RAMOS AJ, ACCORINTI J, BRUSCO A

Magdeburg, Alemania

Congreso; 4th International Symposium on Neuroprotection and Neurorepair,; 2006

  RAGE AND S100B: PARTNERS IN NEUROPROTECTION?   Ramos AJ*, Accorinti J, Brusco A Instituto de Biología Celular y Neurociencias “Prof. E. De Robertis”, Facultad de Medicina, Universidad de Buenos Aires, Argentina. E-mail: ajramos@mail.retina.ar We previously demonstrated that 5HT1A receptor agonists induce neuroprotection in a model of cortical devascularization (CD) (Ramos et al., Brain Res, 1030: 201-220, 2004) and the neuroprotection correlates with the increased S100B level in the extracellular space.
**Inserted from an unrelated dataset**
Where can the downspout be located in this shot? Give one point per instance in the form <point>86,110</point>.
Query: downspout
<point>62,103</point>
S100B is a trophic factor that presents pro-survival activity in neuronal cultures when it is in the nanomolar concentration level and its effects seems to be mediated by the Receptor for Advanced Glycosylation End Products (RAGE). Using the cortical devascularization model (CD; unilateral pial disruption), we analyzed the profile of RAGE expression as well as its cellular localization. Wistar rats were subjected to CD lesion which consisted of a craniotomy followed by physical damage to the underlying pial blood vessels. To induce excitotoxicity in vitro, rat cortical primary neurons of 6DIV were exposed to glutamate during 5 min, washed and analyzed 24hs later. Primary neurons exposed to glutamate and brain sections of animals sacrificed at 3, 7 or 14 days post-lesion, were processed for western blot or immunohistochemistry to detect RAGE, S100B and glial (GFAP, vimentin) or neuronal markers (neurofilaments, MAP-2). Images were analyzed and quantified by digital image analysis. Our results showed that injury induces RAGE expression both in neurons and astroglial cells after CD in vivo and primary neurons presented robust RAGE expression after excitotoxicity. These results demonstrate that RAGE is present in the area of the CD injury and that released S100B could interact with its receptor to induce the prosurvival effects. Since RAGE is also able to mediate the S100B deleterious effects (over the micromolar range of concentration)  the equilibrium between these prosurvival/prodeath effects seems to depend on the S100B concentration reached in the extracellular space. Supported by grants of CONICET PIP 6063 (AJR); TWAS (AJR) and UBACYT (AB).